Authors: Kathleen Kent
N
ate rode next to Deerling, worrying the edges of Dr. Tom’s letter in his pocket with his fingers. The talk with the German woman had spooked him badly. He’d begun to imagine disasters in many forms visiting his own family. That he hadn’t yet received a letter from his wife served only to strengthen his growing disquiet.
Deerling had decided to travel directly to Harrisburg without stopping in Houston. Nate suspected it was his way of putting off hearing possible bad news about his partner, and Deerling remained quiet for a good while, his mouth downturned in thought.
Riding singly with the older ranger, without Dr. Tom’s affable, relaxed commentary on the weather, the terrain, or past events, with his head swiveling from side to side in constant movement, Nate observed how differently Deerling sat a horse when Dr. Tom wasn’t there: his face fixed in forward alignment with that of his mount, both hands on the reins, leaning into the rapid gait. Part of his alertness, Nate suspected, had to do with the horse itself, the stallion being young and more content to run than walk. But Deerling’s eyes swept the landscape in ceaseless fashion, as though he expected disaster at any turn.
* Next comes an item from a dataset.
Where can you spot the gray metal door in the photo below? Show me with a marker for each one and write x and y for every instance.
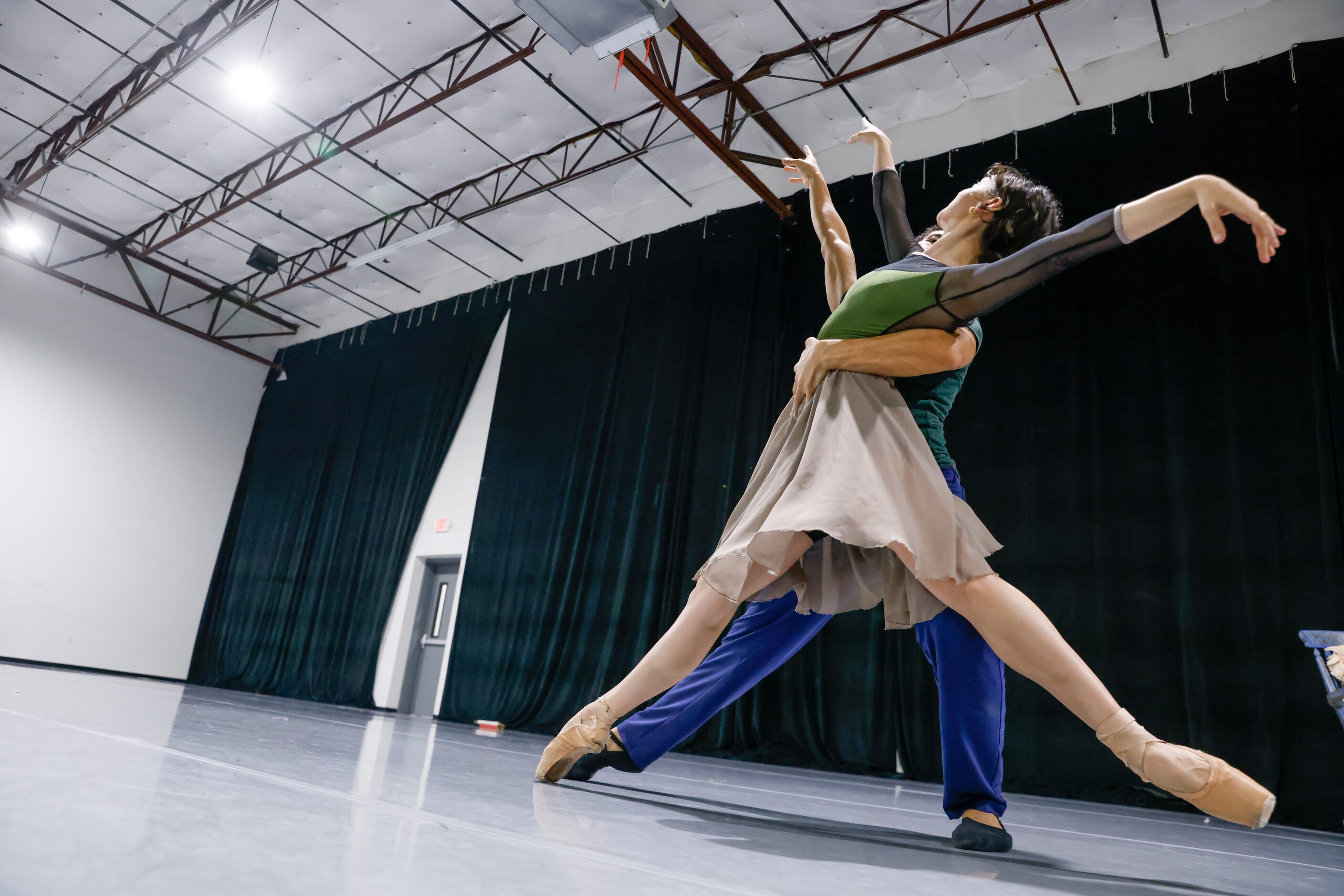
(427, 657)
Spending the few hours in Deerling’s company without the buffering presence of Dr. Tom had begun to make Nate’s nerves feel thin and spidery. He tried composing a letter to his wife in his head and was caught off guard when Deerling finally spoke to him. They had been riding for hours in silence and Nate twisted in his saddle to face him. “What?”
“I said, I should have let you talk to that woman. I’m too practiced in questioning violent men.”
Nate nodded, remembering the woman’s self-protective gestures. “She was scared.”
“With good reason. I’ve known McGill to backtrack and shoot a survivor. In Houston, McGill shot a man in a card dispute. The man survived and was taken to the same doctor’s clinic where Tom is now. McGill walked through the doctor’s front door, went up the stairs, and shot the man in the heart while he lay in bed recovering.”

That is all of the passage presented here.